You are viewing a plain text version of this content. The canonical link for it is here.
Posted to user@spark.apache.org by Divya Gehlot <di...@gmail.com> on 2016/02/22 05:45:28 UTC
Error :Type mismatch error when passing hdfs file path to spark-csv
load method
Hi,
I am trying to dynamically create Dataframe by reading subdirectories under
parent directory
My code looks like
> import org.apache.spark._
> import org.apache.spark.sql._
> val hadoopConf = new org.apache.hadoop.conf.Configuration()
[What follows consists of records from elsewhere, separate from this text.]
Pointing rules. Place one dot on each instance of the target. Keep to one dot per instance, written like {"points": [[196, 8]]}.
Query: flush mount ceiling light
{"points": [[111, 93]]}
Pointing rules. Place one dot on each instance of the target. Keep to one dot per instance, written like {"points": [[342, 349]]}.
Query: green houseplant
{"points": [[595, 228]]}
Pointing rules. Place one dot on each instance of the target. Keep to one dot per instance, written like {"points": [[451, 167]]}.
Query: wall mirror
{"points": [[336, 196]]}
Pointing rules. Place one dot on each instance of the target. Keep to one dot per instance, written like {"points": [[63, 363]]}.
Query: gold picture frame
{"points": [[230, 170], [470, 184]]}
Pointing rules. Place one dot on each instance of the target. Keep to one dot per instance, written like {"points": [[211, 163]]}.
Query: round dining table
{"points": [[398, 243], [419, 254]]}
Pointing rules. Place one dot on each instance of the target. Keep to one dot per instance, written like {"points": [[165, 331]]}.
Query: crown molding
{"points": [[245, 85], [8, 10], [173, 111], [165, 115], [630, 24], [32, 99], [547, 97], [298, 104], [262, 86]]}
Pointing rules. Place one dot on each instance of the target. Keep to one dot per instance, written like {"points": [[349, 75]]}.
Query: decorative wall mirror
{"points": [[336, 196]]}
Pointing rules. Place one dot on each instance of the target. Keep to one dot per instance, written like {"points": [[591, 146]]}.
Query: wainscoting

> val hdfsConn = org.apache.hadoop.fs.FileSystem.get(new
> java.net.URI("hdfs://xxx.xx.xx.xxx:8020"), hadoopConf)
> hdfsConn.listStatus(new
> org.apache.hadoop.fs.Path("/TestDivya/Spark/ParentDir/")).foreach{
> fileStatus =>
> val filePathName = fileStatus.getPath().toString()
> val fileName = fileStatus.getPath().getName().toLowerCase()
> var df = "df"+fileName
> df =
> sqlContext.read.format("com.databricks.spark.csv").option("header",
> "true").option("inferSchema", "true").load(filePathName)
> }
getting below error
> <console>:35: error: type mismatch;
> found : org.apache.spark.sql.DataFrame
> required: String
> df =
> sqlContext.read.format("com.databricks.spark.csv").option("header",
> "true").option("inferSchema", "true").load(filePathName)
Am I missing something ?
Would really appreciate the help .
Thanks,
Divya
Re: Error :Type mismatch error when passing hdfs file path to
spark-csv load method
Posted by Jonathan Kelly <jo...@gmail.com>.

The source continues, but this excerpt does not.